AMH vs. AFC as Predictive for Pregnancy Rate after ICSI View PDF

In assisted reproduction programs, a number of parameters known as ovarian reserve markers, such as serum follicle stimulating hormone (FSH) concentration, antral follicle count (AFC) and serum Anti-Müllerian Hormone (AMH) concentration, are widely used to predict ovarian responses to gonadotropin stimulation during invitro fertilization (IVF) treatment. These markers may help to decide on the initial dose and regimen of stimulation [1,2]. Among the commonly used ovarian reserve markers, AFC and AMH provide the best performance in predicting both poor and excessive ovarian response [3-5]. However, most reports consistently showed a poor predictive value of these markers on pregnancy rate in the fresh IVF cycle [4,6]. AMH, also known as Mullerian-inhibiting substance, is a dimeric glycoprotein that belongs to the transforming growth factor-beta family. It is involved in the regression of the Mullerian ducts during development of the male foetus [7]. In the adult female, AMH is exclusively produced by granulosa cells of preantral and small antral follicles, and has been shown to correlate excellently with the primordial follicle pool [8]. Hence it would serve as an ovarian reserve marker. Since AMH performs equally well, if not better, than AFC in predicting ovarian response and that it is both operator and menstrual cycle-independent, there has been a growing trend to adopt AMH assay as the first-line ovarian reserve test [2,9]. In modern-day assisted reproduction programmes, embryo cryopreservation has become an integral component. It allows the storage and subsequent usage of surplus good quality embryos in frozen-thawed embryo transfer (FET) cycles. Hence, to evaluate the outcome of an IVF cycle, it would be more logical to consider the cumulative live birth rate from the fresh and all FET cycles combined, instead of merely looking at the single fresh cycle outcome. There have been limited data on the role of these ovarian reserve markers in predicting cumulative pregnancy or live birth rates in IVF programmes. A study looked at the use of AMH on Day 6 of ovarian stimulation in predicting cumulative ongoing pregnancy outcome [10]. Yet AMH levels can be altered after commencement of ovarian stimulation [11-13].

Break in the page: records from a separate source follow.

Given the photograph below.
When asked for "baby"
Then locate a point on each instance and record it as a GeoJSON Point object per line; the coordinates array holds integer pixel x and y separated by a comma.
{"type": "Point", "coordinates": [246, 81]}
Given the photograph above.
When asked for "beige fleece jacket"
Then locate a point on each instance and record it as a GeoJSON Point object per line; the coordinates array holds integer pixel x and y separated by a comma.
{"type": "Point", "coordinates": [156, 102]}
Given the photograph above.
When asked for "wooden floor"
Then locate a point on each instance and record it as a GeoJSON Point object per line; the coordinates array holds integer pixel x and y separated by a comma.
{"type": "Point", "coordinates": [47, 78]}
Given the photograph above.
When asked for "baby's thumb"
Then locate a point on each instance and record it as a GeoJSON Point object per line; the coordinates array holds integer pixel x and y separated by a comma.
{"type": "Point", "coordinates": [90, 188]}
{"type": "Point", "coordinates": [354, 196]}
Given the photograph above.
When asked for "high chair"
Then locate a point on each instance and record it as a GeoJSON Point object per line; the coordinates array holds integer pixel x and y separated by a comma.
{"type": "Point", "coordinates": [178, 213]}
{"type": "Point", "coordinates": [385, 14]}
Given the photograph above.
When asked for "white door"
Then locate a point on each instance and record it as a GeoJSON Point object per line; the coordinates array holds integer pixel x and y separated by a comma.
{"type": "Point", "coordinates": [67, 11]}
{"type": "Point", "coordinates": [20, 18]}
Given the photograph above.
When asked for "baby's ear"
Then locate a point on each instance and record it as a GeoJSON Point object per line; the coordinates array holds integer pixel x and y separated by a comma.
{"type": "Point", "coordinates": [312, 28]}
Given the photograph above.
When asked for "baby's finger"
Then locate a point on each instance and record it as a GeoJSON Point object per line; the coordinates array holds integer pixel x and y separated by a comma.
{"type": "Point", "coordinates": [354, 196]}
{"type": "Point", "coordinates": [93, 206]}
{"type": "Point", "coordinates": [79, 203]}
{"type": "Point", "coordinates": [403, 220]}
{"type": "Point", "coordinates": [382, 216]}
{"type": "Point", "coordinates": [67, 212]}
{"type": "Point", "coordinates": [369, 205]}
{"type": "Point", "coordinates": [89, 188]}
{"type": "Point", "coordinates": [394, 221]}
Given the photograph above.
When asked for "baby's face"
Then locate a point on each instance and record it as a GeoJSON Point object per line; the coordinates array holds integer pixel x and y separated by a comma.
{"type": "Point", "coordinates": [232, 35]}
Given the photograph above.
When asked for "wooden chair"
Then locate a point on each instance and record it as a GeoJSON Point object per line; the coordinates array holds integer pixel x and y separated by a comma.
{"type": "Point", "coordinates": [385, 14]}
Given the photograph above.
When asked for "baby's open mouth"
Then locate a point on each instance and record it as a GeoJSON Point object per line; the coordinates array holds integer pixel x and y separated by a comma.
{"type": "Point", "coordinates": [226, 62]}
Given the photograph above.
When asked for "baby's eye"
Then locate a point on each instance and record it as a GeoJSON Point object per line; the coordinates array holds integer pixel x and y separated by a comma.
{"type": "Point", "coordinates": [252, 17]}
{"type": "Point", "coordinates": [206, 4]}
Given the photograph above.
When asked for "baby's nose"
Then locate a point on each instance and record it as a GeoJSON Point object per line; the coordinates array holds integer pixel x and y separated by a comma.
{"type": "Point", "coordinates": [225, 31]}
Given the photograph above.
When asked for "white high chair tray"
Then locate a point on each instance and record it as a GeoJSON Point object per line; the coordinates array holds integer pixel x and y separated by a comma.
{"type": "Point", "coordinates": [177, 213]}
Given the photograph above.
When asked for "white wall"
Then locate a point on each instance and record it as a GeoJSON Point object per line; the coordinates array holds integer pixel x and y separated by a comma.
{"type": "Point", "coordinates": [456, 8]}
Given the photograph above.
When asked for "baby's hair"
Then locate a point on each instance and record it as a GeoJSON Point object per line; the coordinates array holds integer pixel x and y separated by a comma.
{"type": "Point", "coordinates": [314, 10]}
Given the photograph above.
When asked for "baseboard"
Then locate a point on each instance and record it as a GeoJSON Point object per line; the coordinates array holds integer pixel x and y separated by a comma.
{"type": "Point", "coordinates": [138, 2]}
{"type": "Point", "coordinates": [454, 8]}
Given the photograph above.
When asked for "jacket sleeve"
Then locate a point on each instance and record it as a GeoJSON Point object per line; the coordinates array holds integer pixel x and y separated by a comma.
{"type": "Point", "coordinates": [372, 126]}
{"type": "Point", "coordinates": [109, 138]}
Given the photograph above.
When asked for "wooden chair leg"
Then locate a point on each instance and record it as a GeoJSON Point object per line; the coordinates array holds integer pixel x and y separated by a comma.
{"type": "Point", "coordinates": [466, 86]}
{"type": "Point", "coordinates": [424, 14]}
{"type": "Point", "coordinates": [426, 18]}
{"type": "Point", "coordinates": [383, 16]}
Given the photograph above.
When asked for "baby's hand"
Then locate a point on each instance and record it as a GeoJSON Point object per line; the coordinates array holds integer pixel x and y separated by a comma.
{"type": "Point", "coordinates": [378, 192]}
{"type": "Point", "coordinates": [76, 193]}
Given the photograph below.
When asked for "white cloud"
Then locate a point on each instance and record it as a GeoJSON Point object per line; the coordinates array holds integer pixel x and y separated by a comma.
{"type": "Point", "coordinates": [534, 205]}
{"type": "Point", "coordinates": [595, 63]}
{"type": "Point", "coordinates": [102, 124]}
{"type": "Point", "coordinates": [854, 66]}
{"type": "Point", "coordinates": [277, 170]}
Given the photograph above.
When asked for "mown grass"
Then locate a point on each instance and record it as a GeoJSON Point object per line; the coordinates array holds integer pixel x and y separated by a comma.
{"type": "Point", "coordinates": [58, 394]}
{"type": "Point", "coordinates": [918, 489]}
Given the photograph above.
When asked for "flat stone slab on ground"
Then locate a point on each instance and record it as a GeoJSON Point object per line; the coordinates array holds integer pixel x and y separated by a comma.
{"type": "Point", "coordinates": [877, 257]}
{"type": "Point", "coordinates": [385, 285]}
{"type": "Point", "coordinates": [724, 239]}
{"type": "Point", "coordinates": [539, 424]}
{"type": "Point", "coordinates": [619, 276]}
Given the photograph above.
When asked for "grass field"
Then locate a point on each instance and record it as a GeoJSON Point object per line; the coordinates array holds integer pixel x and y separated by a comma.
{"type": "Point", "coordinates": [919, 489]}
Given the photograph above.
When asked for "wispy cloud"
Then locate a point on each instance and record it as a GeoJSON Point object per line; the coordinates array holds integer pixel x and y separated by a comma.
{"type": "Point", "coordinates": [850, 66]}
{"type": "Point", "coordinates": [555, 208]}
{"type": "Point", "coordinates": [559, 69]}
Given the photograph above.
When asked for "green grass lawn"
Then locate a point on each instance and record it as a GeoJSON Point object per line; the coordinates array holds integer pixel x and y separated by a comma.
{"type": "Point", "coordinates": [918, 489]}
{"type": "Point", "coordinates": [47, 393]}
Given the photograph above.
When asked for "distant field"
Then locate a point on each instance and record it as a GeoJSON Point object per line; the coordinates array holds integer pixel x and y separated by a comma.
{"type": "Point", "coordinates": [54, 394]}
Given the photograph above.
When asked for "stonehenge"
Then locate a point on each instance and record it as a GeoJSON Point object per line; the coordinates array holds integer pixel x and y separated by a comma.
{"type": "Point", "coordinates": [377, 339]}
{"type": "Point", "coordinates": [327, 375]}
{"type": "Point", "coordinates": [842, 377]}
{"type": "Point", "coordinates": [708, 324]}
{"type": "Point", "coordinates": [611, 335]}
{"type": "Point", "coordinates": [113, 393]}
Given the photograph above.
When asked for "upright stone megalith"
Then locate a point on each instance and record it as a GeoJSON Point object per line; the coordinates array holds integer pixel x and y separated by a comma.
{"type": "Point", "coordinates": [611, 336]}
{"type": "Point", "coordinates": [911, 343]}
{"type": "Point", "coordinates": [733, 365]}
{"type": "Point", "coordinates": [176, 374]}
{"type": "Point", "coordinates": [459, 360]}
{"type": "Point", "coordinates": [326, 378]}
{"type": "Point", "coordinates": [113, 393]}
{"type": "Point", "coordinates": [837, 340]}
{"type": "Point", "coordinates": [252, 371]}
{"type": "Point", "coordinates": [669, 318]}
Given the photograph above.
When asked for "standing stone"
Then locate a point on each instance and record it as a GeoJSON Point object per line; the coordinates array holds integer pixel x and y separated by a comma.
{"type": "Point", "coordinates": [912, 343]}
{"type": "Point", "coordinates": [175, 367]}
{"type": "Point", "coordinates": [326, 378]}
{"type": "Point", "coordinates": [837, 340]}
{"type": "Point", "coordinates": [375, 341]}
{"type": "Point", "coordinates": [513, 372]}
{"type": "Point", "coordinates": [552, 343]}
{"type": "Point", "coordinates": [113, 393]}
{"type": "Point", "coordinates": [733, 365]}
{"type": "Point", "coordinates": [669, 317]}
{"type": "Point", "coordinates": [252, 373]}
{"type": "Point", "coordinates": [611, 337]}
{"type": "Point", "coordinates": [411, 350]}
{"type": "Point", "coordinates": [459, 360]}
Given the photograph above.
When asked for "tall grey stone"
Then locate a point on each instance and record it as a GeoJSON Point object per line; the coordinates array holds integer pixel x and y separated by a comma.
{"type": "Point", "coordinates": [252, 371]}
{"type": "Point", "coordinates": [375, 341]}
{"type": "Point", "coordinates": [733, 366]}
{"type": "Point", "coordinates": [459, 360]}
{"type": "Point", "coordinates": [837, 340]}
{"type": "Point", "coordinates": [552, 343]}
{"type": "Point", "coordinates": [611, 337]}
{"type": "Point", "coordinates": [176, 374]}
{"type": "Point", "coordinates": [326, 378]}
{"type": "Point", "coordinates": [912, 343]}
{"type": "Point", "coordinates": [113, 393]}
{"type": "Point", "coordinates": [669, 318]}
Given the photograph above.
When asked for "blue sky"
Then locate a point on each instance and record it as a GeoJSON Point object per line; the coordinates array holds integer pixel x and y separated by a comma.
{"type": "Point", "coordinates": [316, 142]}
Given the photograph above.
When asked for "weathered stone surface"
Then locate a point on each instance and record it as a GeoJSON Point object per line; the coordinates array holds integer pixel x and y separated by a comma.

The aim of this work is to compare the predictive value of Anti-Müllerian Hormone (AMH) and antral follicle count on fertilization rate (FR), implantation rate, blastocyst development, embryo quality, chemical pregnancy, clinical pregnancy and ongoing pregnancy after ICSI.

This quasi-experimental study was conducted in the Department of Obstetrics and Gynecology, El-Minia Infertlity center Faculty of Medicine, El-Minia University and two private centers during the period from June 2016 to June 2018 after being approved by the department ethical Committee. The study population included 56 subjects aged between 25 and 42 years, enrolled for intra cytoplasmic sperm injection (ICSI) program.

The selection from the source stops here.